I swallow heavily. What kind of a game is he playing?
“Not one bit. I sometimes forget you’re just human.”
“Just human?” I take offense at this, but I try not to show it. It shows. My cheeks reveal it all too plainly.
“Don’t take it as an insult, darling,” he laughs heartily. “Humans are still enforcing monogamy onto each other. I mean, there’s nothing wrong with that, if both parties agree. Usually, only one party agrees, and the other wants to explore more.”
“So, you like to be free to fool around?” I snort, still offended.
“Fool around? Absolutely not,” he shakes his head fervently. “I think you’re missing my point completely.”
“Then, do explain,” I snort again.
“Alright,” he is still chuckling softly. “I’m not talking about fooling around, as you called it. I’m talking about polygamy, as opposed to monogamy. It’s non-constraining, allowing you to be with other people at the same time, loving them all equally, and no one feels like they are being cheated on.”

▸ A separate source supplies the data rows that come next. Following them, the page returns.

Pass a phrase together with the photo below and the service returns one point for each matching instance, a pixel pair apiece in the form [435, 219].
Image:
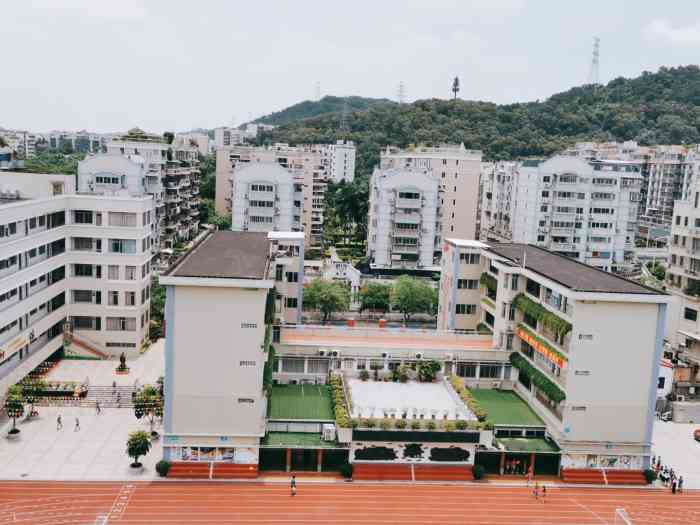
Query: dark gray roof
[227, 255]
[568, 272]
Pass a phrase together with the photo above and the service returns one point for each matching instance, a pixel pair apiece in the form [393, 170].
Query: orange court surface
[28, 502]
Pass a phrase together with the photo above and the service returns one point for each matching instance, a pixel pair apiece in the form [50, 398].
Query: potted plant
[138, 444]
[14, 407]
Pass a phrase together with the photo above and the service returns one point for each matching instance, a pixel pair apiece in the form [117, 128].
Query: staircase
[583, 475]
[109, 397]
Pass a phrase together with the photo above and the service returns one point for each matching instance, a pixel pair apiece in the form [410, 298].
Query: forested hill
[654, 108]
[329, 106]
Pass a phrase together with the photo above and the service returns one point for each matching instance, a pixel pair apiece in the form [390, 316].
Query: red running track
[161, 503]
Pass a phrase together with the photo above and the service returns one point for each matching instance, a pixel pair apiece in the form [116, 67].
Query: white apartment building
[457, 170]
[215, 396]
[310, 167]
[72, 265]
[584, 210]
[498, 200]
[172, 177]
[572, 332]
[225, 137]
[403, 224]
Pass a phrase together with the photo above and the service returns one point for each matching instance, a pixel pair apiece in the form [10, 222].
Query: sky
[108, 65]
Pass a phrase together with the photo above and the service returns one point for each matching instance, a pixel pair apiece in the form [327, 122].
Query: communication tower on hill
[594, 73]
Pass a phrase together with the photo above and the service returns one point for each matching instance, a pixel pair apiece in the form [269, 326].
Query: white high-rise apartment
[498, 200]
[587, 344]
[586, 210]
[403, 219]
[457, 171]
[78, 264]
[310, 166]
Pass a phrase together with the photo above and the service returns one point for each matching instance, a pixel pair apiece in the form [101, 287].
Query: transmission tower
[401, 93]
[594, 73]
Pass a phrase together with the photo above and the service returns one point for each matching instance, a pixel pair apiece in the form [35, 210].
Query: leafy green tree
[326, 296]
[375, 296]
[411, 296]
[148, 403]
[14, 406]
[138, 444]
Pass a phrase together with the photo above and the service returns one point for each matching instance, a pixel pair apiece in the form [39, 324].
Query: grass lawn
[505, 407]
[301, 402]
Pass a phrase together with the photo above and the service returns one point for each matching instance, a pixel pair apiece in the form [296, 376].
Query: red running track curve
[161, 503]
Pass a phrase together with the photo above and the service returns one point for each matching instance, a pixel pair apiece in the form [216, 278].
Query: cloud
[662, 30]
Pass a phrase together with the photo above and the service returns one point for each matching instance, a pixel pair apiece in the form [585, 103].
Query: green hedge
[551, 390]
[552, 321]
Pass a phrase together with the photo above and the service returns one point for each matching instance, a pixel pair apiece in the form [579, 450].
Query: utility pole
[455, 87]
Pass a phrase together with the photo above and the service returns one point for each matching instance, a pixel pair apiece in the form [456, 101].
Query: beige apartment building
[457, 170]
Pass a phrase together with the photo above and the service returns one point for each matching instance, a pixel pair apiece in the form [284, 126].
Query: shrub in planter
[650, 475]
[162, 467]
[346, 470]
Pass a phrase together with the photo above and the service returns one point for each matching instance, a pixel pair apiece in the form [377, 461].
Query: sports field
[161, 503]
[505, 407]
[301, 402]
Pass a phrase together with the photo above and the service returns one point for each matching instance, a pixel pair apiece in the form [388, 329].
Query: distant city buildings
[74, 271]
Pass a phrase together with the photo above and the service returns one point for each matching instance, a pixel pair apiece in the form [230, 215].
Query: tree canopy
[327, 297]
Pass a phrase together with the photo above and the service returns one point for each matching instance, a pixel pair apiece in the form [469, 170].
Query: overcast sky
[109, 65]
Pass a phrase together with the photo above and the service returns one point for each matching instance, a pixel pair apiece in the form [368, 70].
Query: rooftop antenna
[594, 73]
[401, 93]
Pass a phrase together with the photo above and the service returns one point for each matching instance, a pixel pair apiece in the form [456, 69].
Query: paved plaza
[675, 444]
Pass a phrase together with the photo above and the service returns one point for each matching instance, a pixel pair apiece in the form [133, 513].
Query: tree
[375, 296]
[14, 406]
[326, 296]
[148, 403]
[138, 444]
[411, 295]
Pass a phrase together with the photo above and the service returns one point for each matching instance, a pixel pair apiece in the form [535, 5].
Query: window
[468, 284]
[121, 324]
[113, 298]
[130, 298]
[465, 309]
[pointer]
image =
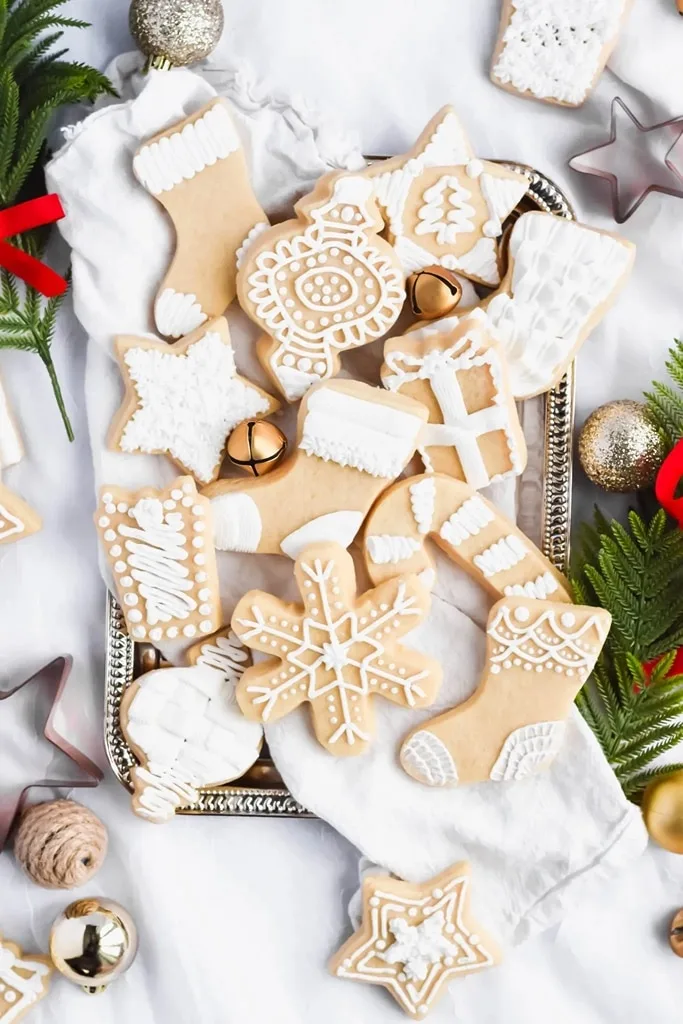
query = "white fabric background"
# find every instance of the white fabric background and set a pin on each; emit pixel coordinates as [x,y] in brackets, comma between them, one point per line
[224,900]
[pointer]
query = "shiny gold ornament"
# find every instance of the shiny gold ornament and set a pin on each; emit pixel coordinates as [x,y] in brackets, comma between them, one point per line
[174,33]
[620,449]
[93,942]
[663,811]
[433,292]
[256,446]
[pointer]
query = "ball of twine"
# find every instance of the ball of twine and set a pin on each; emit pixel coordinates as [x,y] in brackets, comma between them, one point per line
[59,845]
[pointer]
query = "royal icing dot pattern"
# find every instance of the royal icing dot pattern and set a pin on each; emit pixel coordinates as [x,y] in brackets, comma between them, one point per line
[441,205]
[415,939]
[321,285]
[159,545]
[337,651]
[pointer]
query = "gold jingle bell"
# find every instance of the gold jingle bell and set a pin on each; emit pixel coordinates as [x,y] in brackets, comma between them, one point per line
[256,446]
[93,942]
[433,292]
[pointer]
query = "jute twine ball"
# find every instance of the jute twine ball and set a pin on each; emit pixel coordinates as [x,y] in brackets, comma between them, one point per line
[59,845]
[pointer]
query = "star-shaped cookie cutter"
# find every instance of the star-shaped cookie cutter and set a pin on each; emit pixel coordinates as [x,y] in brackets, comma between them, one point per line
[621,209]
[54,674]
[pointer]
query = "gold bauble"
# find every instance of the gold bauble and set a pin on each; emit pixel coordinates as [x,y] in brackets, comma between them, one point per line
[433,292]
[663,811]
[93,942]
[256,446]
[173,33]
[620,449]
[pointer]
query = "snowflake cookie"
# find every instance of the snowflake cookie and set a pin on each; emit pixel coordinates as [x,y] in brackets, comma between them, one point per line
[337,651]
[414,939]
[159,546]
[442,205]
[184,399]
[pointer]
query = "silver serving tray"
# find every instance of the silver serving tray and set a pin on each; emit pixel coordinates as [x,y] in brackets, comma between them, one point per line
[544,513]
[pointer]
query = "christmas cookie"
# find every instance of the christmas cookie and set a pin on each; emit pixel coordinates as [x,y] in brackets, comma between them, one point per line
[539,655]
[183,400]
[554,50]
[415,939]
[561,280]
[455,369]
[336,650]
[159,545]
[443,206]
[352,440]
[24,981]
[322,284]
[198,172]
[467,527]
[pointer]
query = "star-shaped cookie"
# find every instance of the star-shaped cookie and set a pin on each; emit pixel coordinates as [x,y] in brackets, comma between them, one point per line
[414,939]
[184,399]
[336,651]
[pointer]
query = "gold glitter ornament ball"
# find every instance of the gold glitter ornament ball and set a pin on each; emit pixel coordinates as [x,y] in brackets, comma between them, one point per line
[620,449]
[174,33]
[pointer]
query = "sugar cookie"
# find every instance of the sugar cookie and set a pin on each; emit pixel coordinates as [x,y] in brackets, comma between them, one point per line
[159,545]
[198,171]
[468,528]
[539,655]
[459,373]
[321,284]
[352,440]
[554,50]
[442,205]
[337,651]
[24,981]
[414,939]
[184,399]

Somewhere deep down, my heart reacts wildly to his words. This is what I want. Unable to make a decision between these three men, these three shifters who all seem to fill a different void in me, wouldn’t it be the best decision just to be with all of them at the same time, loving them, sharing my all with them?
But, that’s not right. That’s not what I’ve been taught. What would others think of me?
“You’re having a battle of morals, aren’t you?” Mason winks at me.
“What do you mean?” I ask, but I know well what he’s referring to.
“You were taught to only love one person. All humans are taught this. Some of you figure it out on your own that it’s perfectly alright to love more people, as long as everyone knows exactly what’s going on.”
I blush even more hearing his words. He’s right. That is exactly how I’m feeling.
He walks over to me, cupping my chin with the tips of his fingers.
“So, don’t worry,” he smiles. “If you were mine, I would love you, but you would be free to be who you want to be. No restraints.”
With those words, he kisses me passionately, my lips parting, our tongue twirling, dancing. My fingers clutch at him, desperately. I never want him to let go. I never want to let go. We kiss for what seems to be a small eternity, when his hands suddenly pull away.
“If we keep this up, I can’t promise to stop,” he tells me.
I don’t want him to stop. Ever. But, instead of saying this, I just nod. He’s right. This isn’t the time or the place.
“Let’s see what Dom and Adrian are up to,” I hear him say, and I rush to follow him outside.